Franklyn Williams, accusé, refusait de se taire pour laisser les avocats parler, le juge a alors pris la décision de le baîllonner après lui avoir dit à maintes reprises de « la fermer ».

 

Un accusé est bâilloné

Le 31 juillet dernier, Franklyn Williams comparaissait dans un tribunal de l’Ohio pour vols à main armée et enlèvement. Cette scène surréaliste a été immortalisée par les caméras du tribunal, la captation d’un procés étant légale aux États-Unis. L’accusé est devant le juge John Russo, vêtu du traditionel habit orange. Franklyn Williams tente de parler alors que le juge ne lui en a pas donné l’autorisation.

 

Plus tard dans l’audience, son avocat se lève pour plaider en sa faveur mais l’accusé continue de s’adresser directement au juge. «Monsieur Williams, je suis le juge en exercice ici. Fermez-là, et je vous dirai quand vous pourrez parler. C’est bien compris?». Le ton est donc monté entre les deux hommes jusqu’à ce que le juge prenne une décision radicale.

 

Une humiliation

« Mais vous ne me laissez pas vous expliquer de quoi il est question, commence Williams.

Bouclez-la, répond le juge. Est-ce que je me fais bien comprendre?

– Non. Vous essayez de me prendre ma vie et vous ne me laissez pas m’expliquer.
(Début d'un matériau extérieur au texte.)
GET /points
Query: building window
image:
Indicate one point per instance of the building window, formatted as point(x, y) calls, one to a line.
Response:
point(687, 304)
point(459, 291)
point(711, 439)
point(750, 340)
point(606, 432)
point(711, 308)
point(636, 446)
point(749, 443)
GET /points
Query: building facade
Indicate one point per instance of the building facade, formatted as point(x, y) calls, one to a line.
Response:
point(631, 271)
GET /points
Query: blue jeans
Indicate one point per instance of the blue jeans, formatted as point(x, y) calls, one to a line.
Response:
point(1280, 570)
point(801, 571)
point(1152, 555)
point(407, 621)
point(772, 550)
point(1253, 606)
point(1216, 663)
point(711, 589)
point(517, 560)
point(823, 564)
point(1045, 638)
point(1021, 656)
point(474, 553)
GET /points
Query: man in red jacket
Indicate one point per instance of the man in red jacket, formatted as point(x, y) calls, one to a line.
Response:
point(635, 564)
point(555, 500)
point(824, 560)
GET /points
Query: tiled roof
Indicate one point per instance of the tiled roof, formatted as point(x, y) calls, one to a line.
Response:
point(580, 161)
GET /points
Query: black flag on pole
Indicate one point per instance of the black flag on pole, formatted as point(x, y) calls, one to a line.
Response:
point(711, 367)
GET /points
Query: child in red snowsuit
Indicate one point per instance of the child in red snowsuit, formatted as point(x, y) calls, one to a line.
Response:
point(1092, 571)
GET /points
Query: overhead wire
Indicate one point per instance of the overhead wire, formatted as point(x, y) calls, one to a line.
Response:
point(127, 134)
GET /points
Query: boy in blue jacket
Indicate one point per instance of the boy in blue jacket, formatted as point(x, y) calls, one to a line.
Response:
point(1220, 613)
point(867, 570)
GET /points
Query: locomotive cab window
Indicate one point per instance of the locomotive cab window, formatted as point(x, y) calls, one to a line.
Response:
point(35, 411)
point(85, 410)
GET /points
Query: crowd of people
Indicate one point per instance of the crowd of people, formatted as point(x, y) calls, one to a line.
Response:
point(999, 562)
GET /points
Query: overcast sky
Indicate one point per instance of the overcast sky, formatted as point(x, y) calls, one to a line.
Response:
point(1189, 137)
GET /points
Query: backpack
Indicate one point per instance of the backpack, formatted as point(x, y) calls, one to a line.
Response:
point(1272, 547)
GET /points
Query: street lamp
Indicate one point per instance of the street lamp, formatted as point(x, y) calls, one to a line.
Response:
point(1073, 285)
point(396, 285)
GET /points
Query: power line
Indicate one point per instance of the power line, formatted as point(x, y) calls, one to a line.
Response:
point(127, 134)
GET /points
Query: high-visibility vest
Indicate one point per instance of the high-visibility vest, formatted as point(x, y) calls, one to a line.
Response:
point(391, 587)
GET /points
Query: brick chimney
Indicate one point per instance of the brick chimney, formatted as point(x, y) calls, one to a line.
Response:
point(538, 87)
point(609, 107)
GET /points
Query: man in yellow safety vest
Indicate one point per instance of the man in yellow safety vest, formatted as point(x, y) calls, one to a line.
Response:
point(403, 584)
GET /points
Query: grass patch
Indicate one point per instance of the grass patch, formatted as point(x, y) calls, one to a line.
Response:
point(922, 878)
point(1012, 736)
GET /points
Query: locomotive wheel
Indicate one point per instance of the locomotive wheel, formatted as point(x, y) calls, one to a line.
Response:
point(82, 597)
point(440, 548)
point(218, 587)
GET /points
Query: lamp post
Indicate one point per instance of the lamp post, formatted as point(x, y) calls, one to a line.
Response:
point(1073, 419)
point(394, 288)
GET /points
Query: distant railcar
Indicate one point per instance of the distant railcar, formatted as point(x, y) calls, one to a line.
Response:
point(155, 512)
– Vous prendre votre vie pourquoi? Qu’est-ce que cela veut dire?  Écoutez, vous allez avoir une chance de parler, je vais vous laisser cette chance mais bouclez-la maintenant. Je peux vous faire bâillonner, puis débâillonner quand je voudrais vous entendre parler ! »

 

Suite à cette vive discussion, six policiers se sont approchés de l’accusé l’empêchant alors de se lever. L’un deux dégaine un rouleau de ruban adhésif rouge et baillonne Franklyn Williams, même si cela ne l’a pas empêché de parler. Cette scène a scandalisé les associations de défense des droits de l’homme. L’American Civil Liberties Union of Ohio (ACLU) a réagi sur Twitter considérant cela anormal.

 

«Nous ne pouvons pas considérer cela comme normal. C’est humiliant. Cela ne prive pas seulement cette personne de parler avant que sa vie ne lui soit enlevée, cela vole également sa dignité. Tout cela ne va pas dans le bon sens.»

 

Franklyn Williams a finalement écopé de 24 ans de prison et s’est exprimé sur l’acte injuste dont il a été victime. « Je me suis senti tellement humilié. Le juge ne m’a pas permis de dire ce que j’essayais de dire. Il m’arrêtait toujours avant que je puisse expliquer quoi que ce soit en mon nom. »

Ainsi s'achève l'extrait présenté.